Plaintiff In Voter ID Lawsuit Has Fought For Years To Prove Her Identity
By Cherri Gregg
PHILADELPHIA (CBS) - Several plaintiffs have stepped forward in the ACLU lawsuit against the Commonwealth over the new voter ID law (see related story).
One of the plaintiffs in the suit says she's spent the last 10 years trying to prove her identity.
"It's not fair. And all these years I've been voting and there hasn't been a problem," says 59-year-old Wilola Lee, who was born in McInyre, Georgia, a small town about 50 miles west of Macon.
Lee moved to the Germantown section of Philadelphia when she was five years old and has been voting for nearly 40 years.
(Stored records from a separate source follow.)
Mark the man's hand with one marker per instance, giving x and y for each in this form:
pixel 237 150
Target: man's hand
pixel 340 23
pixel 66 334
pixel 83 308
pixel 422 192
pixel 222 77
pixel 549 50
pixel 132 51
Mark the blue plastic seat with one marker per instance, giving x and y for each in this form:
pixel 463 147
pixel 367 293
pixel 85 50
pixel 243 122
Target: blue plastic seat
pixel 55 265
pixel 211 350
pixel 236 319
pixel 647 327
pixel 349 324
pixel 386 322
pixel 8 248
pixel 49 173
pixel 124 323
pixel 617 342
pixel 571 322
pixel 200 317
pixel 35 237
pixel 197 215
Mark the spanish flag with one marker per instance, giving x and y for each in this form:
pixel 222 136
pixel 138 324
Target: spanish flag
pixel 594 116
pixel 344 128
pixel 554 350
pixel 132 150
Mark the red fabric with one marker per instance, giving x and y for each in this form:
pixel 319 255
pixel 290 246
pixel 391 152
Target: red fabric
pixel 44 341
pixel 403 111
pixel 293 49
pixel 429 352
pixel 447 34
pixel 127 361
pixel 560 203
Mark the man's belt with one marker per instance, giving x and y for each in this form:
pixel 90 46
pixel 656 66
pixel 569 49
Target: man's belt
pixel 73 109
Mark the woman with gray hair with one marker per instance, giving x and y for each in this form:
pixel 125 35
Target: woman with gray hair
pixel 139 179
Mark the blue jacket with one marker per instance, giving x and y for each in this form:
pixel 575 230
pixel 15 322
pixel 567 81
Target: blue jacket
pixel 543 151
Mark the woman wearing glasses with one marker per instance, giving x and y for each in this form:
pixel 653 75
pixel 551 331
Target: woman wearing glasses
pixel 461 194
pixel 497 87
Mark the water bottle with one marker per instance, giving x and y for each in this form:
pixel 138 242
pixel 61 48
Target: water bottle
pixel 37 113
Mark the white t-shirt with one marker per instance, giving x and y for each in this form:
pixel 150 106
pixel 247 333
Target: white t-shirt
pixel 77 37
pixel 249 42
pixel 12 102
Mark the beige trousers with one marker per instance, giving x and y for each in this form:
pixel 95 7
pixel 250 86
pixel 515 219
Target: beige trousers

She says she may not be able to vote in November because she doesn't have a birth certificate.
READ: ACLU Files Lawsuit To Overturn Pa. Voter ID Law
"It just makes me feel as though sometimes I don't exist," she told KYW Newsradio. "(There are) a lot of things that I can't get, or if I want to travel, or if I want to open up a bank account, or anything. I can't get nothing."
Lee says she's spent ten years and hundreds of dollars petitioning the State of Georgia to get her birth certificate, without luck.
"I had to send a $10 fee every time I would write to them and try to get my birth certificate. And then they would write back to me and say they can't find it."
Lee says she received a delayed certificate with no seal, but PennDOT won't accept it.
"My son has tried to do the tracking and he spoke to them in Atlanta. And they said I would have to get a judge, go in front of a judge, so they can see who I am."
So now, she says, she has no choice but to sue for her right to vote.